Russian Blini ( Crapes)
Makes 12-15 crapes
2 large eggs
1 cup of milk
¼ cup of water
2/3 cup all-purpose flour
2 tbs melted butter (cooled)
3 tbs melted butter for the frying pan.
In a blender, combine all the ingredients and blend until smooth.  Refrigerate the mixture for about an hour or longer (overnight works very well).  Pre-heat a 9 inch non-stick skillet and brush with melted butter.  Off the heat pour ¼ cup of batter and swirl it around so that the entire skillet surface is coated.  Cook on medium-low heat for about 30-40 seconds, or until the edges become dry.  Turn by either sliding the blini off the skillet edge and using your fingers or use a very thin flat spatula.  If you are really awesome you can try and flip them in the skillet.  The idea is to get the job done, so whatever work for you, use it and don’t worry about the theatrics.
Serve with sour cream, jam, red caviar, or commit an American atrocity, like my daughter, and slather peanut butter on the blini. 

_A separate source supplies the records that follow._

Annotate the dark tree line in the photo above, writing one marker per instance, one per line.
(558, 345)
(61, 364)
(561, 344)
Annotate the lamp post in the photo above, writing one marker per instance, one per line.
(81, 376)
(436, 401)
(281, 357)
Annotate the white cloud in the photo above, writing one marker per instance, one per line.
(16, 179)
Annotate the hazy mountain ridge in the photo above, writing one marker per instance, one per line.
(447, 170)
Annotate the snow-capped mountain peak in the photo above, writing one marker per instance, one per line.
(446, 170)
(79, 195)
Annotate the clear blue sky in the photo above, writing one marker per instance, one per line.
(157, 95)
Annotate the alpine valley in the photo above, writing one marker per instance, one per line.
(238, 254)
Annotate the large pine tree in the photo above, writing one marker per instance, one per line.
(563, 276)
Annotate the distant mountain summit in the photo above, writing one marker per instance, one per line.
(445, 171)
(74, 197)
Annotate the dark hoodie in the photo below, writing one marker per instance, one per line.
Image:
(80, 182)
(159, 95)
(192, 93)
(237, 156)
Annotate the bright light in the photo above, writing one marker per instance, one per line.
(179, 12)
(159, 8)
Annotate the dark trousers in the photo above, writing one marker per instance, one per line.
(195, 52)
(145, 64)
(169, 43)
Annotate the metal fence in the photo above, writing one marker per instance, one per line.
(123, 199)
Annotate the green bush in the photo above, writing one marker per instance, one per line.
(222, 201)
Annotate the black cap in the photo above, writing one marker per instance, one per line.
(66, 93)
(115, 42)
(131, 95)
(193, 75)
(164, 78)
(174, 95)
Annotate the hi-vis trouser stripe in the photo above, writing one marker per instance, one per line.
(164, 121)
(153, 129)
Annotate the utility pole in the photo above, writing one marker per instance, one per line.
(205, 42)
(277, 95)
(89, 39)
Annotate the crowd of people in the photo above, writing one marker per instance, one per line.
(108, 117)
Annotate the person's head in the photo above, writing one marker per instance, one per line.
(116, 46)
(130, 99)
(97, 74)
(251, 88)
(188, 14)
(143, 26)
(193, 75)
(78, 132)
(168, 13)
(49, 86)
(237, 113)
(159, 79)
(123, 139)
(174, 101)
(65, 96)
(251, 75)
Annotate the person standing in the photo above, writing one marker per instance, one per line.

And don’t forget to think of your grandmother, wherever and whenever she was from, she surely made some kind of crapes or blinis.  Maybe you are lucky and she is standing right next to you making them now.

2 comments:

Treeinfruit said...

I had a grandma who indeed cooked the best in the world blini. Thank you for the great story and precious memories that moved me to tears.

Dima said...

Sh...t, you made me cry... But you made me think of my grandparents one more time. Yes, you are right, we never spent enough time with them. Unfortunatly, realized that when it was too late... Great blini !!!